EPM: I remember, a few years ago, when I’d pull my iPad from my white coat, patients used to get amazed (less so, today). certainly Glass is cutting-edge, but also maybe more off-putting than other tech. How have patients responded to seeing this device on their doctor’s face?

We are still in the midst of our study, but anecdotally, patients love it! They are excited by the prospect that during their ED visit, they “see” a dermatologist virtually and are given real-time recommendations at the bedside. As opposed to the current practice of typing charts on laptops, desktops, or tablets while talking to patients, Glass seems to bring a personal touch back to medical consultations, by permitting providers to continue to interact normally with the patient. Utilizing an unobtrusive wearable technology, such as Glass, and giving patients the opportunity to express concerns directly to their consultants have helped to bring the patient back into the center of the healthcare encounter. Also, our study participants have remarked that they are confident in the technology used by Pristine to protect their privacy.

Our hospital currently has a policy that prohibits patients from photographing or videotaping their course of patient care. If patients were wearing Glass and actively taped their encounter or walk through the ED, it would violate the privacy of other patients in the department.

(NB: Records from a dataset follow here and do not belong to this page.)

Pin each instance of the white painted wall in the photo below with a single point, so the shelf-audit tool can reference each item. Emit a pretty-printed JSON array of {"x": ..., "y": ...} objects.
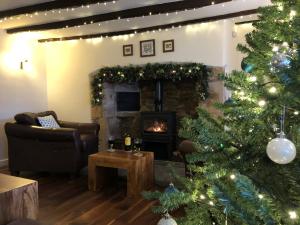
[
  {"x": 20, "y": 90},
  {"x": 70, "y": 63}
]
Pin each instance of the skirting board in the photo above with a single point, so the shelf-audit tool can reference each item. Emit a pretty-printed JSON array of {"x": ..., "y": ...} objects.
[{"x": 3, "y": 162}]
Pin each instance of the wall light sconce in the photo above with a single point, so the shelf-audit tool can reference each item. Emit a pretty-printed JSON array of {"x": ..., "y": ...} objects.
[{"x": 22, "y": 64}]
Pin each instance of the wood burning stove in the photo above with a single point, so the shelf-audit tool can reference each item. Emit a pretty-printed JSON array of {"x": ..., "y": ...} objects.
[{"x": 158, "y": 129}]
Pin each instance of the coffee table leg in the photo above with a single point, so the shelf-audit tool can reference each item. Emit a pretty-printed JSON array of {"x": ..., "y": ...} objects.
[
  {"x": 100, "y": 177},
  {"x": 92, "y": 173}
]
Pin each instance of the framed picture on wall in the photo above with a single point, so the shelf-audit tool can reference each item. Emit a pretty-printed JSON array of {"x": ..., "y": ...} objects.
[
  {"x": 147, "y": 48},
  {"x": 168, "y": 46},
  {"x": 127, "y": 50}
]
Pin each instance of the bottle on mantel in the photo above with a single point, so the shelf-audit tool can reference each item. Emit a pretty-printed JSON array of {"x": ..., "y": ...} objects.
[{"x": 127, "y": 142}]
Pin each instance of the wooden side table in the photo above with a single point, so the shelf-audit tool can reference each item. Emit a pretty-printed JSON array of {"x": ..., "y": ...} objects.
[
  {"x": 102, "y": 170},
  {"x": 18, "y": 199}
]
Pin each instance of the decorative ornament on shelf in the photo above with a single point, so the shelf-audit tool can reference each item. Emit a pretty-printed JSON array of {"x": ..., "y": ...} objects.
[
  {"x": 171, "y": 189},
  {"x": 282, "y": 58},
  {"x": 281, "y": 150},
  {"x": 248, "y": 68},
  {"x": 167, "y": 220}
]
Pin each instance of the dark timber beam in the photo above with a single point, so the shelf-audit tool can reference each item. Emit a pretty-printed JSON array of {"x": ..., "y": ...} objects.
[
  {"x": 154, "y": 28},
  {"x": 245, "y": 22},
  {"x": 124, "y": 14},
  {"x": 47, "y": 6}
]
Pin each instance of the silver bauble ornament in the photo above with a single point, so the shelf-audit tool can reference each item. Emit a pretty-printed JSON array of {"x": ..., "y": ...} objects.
[
  {"x": 167, "y": 220},
  {"x": 281, "y": 150}
]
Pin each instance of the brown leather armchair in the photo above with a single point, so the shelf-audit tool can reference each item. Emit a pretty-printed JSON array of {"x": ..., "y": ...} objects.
[{"x": 33, "y": 148}]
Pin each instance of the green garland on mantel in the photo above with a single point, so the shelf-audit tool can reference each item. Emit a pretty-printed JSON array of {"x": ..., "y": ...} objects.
[{"x": 134, "y": 73}]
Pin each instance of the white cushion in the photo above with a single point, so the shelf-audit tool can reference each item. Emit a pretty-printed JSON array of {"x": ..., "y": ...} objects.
[{"x": 48, "y": 122}]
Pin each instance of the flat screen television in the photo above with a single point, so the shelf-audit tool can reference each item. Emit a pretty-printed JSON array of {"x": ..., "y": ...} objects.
[{"x": 128, "y": 101}]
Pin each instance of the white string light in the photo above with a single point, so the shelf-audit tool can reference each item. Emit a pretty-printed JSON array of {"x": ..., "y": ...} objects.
[{"x": 293, "y": 215}]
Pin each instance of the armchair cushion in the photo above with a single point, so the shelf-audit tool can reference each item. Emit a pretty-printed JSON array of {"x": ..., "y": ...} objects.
[
  {"x": 48, "y": 122},
  {"x": 29, "y": 118}
]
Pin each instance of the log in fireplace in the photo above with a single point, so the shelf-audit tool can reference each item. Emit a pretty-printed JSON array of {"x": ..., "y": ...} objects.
[{"x": 158, "y": 129}]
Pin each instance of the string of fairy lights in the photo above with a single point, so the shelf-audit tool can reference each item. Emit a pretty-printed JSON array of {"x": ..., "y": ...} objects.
[
  {"x": 88, "y": 21},
  {"x": 57, "y": 12}
]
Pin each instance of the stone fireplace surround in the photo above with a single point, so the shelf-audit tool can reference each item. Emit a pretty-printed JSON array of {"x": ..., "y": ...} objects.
[{"x": 180, "y": 97}]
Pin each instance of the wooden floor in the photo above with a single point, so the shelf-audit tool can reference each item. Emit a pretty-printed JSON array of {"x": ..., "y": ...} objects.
[{"x": 68, "y": 202}]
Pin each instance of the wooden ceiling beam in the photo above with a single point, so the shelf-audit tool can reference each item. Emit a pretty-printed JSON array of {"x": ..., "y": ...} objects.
[
  {"x": 124, "y": 14},
  {"x": 48, "y": 6},
  {"x": 154, "y": 28}
]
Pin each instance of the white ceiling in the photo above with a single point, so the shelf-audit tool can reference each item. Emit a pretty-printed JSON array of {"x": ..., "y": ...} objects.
[
  {"x": 12, "y": 4},
  {"x": 122, "y": 24}
]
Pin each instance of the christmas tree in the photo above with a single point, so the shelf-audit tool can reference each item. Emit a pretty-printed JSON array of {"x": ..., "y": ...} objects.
[{"x": 234, "y": 180}]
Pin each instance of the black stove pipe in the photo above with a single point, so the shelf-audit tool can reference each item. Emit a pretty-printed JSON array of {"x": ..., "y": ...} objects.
[{"x": 158, "y": 102}]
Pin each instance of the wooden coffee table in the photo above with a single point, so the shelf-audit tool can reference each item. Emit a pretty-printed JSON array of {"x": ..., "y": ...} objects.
[
  {"x": 18, "y": 199},
  {"x": 103, "y": 167}
]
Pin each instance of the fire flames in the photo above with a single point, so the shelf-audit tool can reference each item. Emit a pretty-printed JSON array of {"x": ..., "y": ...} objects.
[{"x": 157, "y": 127}]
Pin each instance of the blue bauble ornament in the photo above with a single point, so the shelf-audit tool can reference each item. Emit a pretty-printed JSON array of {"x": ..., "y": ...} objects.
[
  {"x": 285, "y": 78},
  {"x": 248, "y": 68},
  {"x": 281, "y": 61},
  {"x": 171, "y": 189}
]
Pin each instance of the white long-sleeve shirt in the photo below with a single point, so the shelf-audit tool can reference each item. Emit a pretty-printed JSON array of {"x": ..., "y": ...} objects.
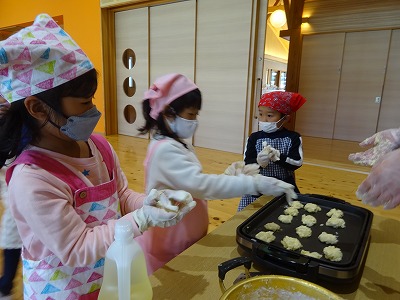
[{"x": 173, "y": 166}]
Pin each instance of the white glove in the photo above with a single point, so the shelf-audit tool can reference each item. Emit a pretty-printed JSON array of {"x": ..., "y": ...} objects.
[
  {"x": 274, "y": 187},
  {"x": 163, "y": 208},
  {"x": 382, "y": 187},
  {"x": 383, "y": 142},
  {"x": 239, "y": 167}
]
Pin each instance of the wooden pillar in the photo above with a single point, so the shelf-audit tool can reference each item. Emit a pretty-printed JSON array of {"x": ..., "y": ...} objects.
[{"x": 294, "y": 16}]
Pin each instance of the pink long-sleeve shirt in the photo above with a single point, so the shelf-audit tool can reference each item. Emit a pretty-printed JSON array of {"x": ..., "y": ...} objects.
[{"x": 42, "y": 206}]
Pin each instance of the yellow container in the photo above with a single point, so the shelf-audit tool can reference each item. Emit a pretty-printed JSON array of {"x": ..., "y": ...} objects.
[{"x": 277, "y": 287}]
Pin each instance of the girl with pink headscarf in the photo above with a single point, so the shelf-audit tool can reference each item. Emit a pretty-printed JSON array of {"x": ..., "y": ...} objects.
[{"x": 170, "y": 108}]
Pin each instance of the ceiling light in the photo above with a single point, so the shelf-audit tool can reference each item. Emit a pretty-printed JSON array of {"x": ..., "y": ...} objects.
[{"x": 278, "y": 18}]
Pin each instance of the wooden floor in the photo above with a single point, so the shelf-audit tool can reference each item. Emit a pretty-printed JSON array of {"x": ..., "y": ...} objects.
[{"x": 326, "y": 170}]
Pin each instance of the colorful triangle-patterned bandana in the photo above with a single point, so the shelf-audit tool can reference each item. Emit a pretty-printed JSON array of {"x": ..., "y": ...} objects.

Glass is going to usher a whole new world in healthcare and privacy concerns. We’re interested and excited to see where this takes us.

We believe “wearable technology” is here to stay and has numerous potential applications before, during, and after the ED visit. Whether Glass will be the best platform remains to be seen. Hardware issues, such as video quality and wireless connectivity, have been the main hurdles we have faced in the current study. Each novel application for Glass will require validation. Our experience has reinforced the importance of gathering data while experimenting with new technologies.

In the digital health field, we need to address very real issues around comparative effectiveness, acceptability, and cost. By conducting this pilot in conjunction with data collection, we are hopefully facilitating the next generation of wearable technology in the ED setting. We are confident that technology is going to transform our provision of care – but are not yet sure that Glass is the best/last medium for do- ing so. This is why we’re rolling it out as a pilot rather than as an ED-wide venture. This pilot has allowed us to dream big, but we are always looking for the next big thing.

1 Comment

  1. Speaking as a consumer of American health care, if a potentially examining provider approaches me wearing this or similar Borgish headgear, I will demand that it be immediately removed. If that’s not done, I will (as possible*) immediately get up and leave, and thereafter report my HIPAA/HITECH concerns to appropriate authorities. The current state of EHR (in)security is INADEQUATE for me and many other reasonable pts to allow use of this technology without first thoroughly discussing the matter with the potential provider. I speculate that the 4.5 million recently hacked CHS pts would share this sentiment.

    * Yes, if one’s critical in the ED, one mightn’t have wherewithal to up and leave.